Das Vorbild für KI-Reife: Was führende Rechtsabteilungen von anderen unterscheidet
August 2025
By
Kelsey Provow

Neue Forschungsergebnisse zeigen, welche Verhaltensweisen und Strategien KI-reife Rechtsabteilungen ausmachen – und warum Geografie und Größe eine größere Rolle spielen, als Sie denken.
Die KI-Transformation im Rechtswesen verläuft nicht einheitlich – sie schafft deutliche Kompetenzstufen, die später kaum noch zu überbrücken sein könnten. Unsere aktuelle Studie mit über 600 erfahrenen juristischen Führungskräften zeigt nicht nur, wer vorne liegt, sondern auch, wie sie dorthin gekommen sind und was das für alle anderen bedeutet.
Unsere erste Vorschau zu dieser Studie hat die generelle Kluft beim Einsatz von KI hervorgehoben. Im Gegensatz dazu beleuchtet diese detaillierte Analyse die spezifische organisatorische DNA, die wirklich reife KI-Anwendende von jenen unterscheidet, die noch immer damit ringen, über die Experimentierphase hinauszukommen. Die Erkenntnisse sind so ermutigend wie ernüchternd: Es gibt klare Wege, die zu KI-Reife führen. Doch das Zeitfenster für die Aufholjagd schließt sich schneller als vielen bewusst ist.
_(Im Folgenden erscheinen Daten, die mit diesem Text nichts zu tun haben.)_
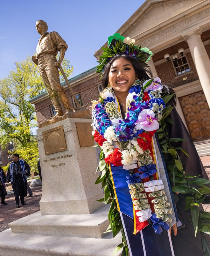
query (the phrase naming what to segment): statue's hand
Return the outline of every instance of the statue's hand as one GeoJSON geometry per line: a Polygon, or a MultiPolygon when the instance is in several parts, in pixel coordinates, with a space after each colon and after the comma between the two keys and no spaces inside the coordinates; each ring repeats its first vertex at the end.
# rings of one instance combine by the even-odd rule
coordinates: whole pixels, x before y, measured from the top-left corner
{"type": "Polygon", "coordinates": [[[59,67],[59,66],[61,63],[61,61],[56,61],[54,62],[54,66],[57,67],[59,67]]]}
{"type": "Polygon", "coordinates": [[[34,55],[31,56],[31,60],[35,63],[36,65],[38,64],[38,59],[35,55],[34,55]]]}

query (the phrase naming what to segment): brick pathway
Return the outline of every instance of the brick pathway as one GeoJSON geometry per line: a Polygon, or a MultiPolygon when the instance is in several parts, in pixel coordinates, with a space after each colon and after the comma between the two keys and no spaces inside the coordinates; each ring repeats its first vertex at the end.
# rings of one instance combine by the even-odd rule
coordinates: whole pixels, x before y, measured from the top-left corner
{"type": "Polygon", "coordinates": [[[5,206],[0,203],[0,232],[9,228],[8,224],[12,221],[40,210],[39,201],[42,196],[42,186],[31,188],[33,196],[26,197],[25,202],[26,205],[22,206],[20,202],[20,208],[16,208],[13,191],[7,191],[8,194],[5,197],[5,202],[8,204],[5,206]]]}

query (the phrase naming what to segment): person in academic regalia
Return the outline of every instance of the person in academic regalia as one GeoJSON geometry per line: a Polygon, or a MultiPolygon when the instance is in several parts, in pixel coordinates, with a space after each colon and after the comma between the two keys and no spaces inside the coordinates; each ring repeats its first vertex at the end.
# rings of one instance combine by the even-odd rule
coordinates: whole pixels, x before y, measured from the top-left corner
{"type": "Polygon", "coordinates": [[[7,203],[5,203],[5,196],[7,194],[5,182],[6,181],[6,176],[5,173],[0,166],[0,197],[1,197],[1,204],[6,205],[7,203]]]}
{"type": "MultiPolygon", "coordinates": [[[[191,190],[188,194],[174,189],[172,193],[171,159],[169,154],[162,154],[166,142],[161,139],[165,136],[174,148],[188,153],[189,157],[179,152],[186,175],[207,180],[208,176],[176,109],[168,115],[170,122],[165,117],[162,119],[168,101],[161,95],[170,95],[169,105],[175,103],[175,97],[159,78],[150,79],[146,63],[150,51],[134,46],[134,41],[118,33],[108,38],[108,47],[103,47],[97,70],[105,89],[99,100],[93,101],[92,135],[101,148],[103,170],[97,182],[102,181],[105,187],[104,202],[112,200],[109,217],[116,229],[113,233],[121,221],[125,255],[127,245],[131,256],[209,255],[202,245],[203,241],[209,243],[209,236],[197,232],[195,236],[190,210],[184,211],[191,190]],[[159,137],[161,130],[163,136],[159,137]],[[114,225],[115,220],[118,225],[114,225]]],[[[172,146],[167,146],[171,151],[172,146]]],[[[170,153],[168,150],[164,151],[170,153]]],[[[181,176],[174,178],[179,180],[181,176]]],[[[202,182],[208,186],[208,181],[202,182]]]]}
{"type": "Polygon", "coordinates": [[[27,195],[27,176],[30,174],[30,168],[24,160],[19,159],[19,154],[12,155],[6,179],[11,181],[16,203],[16,208],[20,207],[20,198],[22,205],[25,205],[24,197],[27,195]],[[20,197],[20,198],[19,198],[20,197]]]}

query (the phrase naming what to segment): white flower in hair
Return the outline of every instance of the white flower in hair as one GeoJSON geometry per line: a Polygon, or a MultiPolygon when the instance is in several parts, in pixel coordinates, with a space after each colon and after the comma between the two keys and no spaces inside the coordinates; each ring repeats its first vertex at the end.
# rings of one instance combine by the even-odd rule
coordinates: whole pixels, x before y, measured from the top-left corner
{"type": "Polygon", "coordinates": [[[123,42],[130,45],[131,43],[135,43],[135,39],[131,39],[130,37],[126,37],[123,40],[123,42]]]}

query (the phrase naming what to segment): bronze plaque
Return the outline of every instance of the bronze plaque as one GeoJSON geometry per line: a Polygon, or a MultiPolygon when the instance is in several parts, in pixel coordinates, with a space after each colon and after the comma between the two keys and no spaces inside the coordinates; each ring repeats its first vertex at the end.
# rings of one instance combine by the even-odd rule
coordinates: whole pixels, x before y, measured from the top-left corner
{"type": "Polygon", "coordinates": [[[42,132],[46,155],[67,150],[63,126],[42,132]]]}
{"type": "Polygon", "coordinates": [[[93,130],[91,123],[75,123],[79,142],[80,148],[92,147],[94,145],[94,140],[92,140],[93,130]]]}

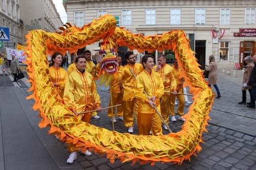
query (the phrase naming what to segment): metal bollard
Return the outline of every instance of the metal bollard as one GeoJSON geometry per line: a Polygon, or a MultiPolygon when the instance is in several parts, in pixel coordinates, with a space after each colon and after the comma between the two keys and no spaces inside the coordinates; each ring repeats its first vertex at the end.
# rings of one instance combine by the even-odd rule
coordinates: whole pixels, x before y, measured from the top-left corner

Definition von KI-Reife: Mehr als einfach „KI nutzen“
Die meisten Rechtsabteilungen glauben, dass sie Fortschritte mit KI machen, weil sie ChatGPT nutzen oder sich für Copilot angemeldet haben. Unsere Studie zeigt: Diese Annahme ist auf gefährlich Art irreführend. Wahre KI-Reife misst sich nicht an der bloßen Nutzung von Tools, sondern an der strategischen Integration entlang dreier zentraler Dimensionen:
Zugang + Nutzung + strategische Implementierung = KI-Reife
Wir haben Rechtsabteilungen in drei unterschiedliche Reifegrade eingeteilt:
- Fortgeschritten (21 %): Umfassender Zugang, hohe regelmäßige Nutzung, strategischer Einsatz über mehrere Rechtsbereiche
- Wachsend (66 %): Weitreichender Zugang, aber uneinheitliche und fragmentierte Nutzung
- Gering (13 %): Erhebliche Zugangsbarrieren und kaum tatsächliche Nutzung, meist in Forschungsphase
Das überraschendste Ergebnis? Zugang allein sagt nichts über den Reifegrad aus. Einige Abteilungen mit unternehmensweitem KI-Zugang bleiben funktional unausgereift, weil ihnen die organisatorischen Fähigkeiten fehlen, um diese Tools effektiv zu nutzen.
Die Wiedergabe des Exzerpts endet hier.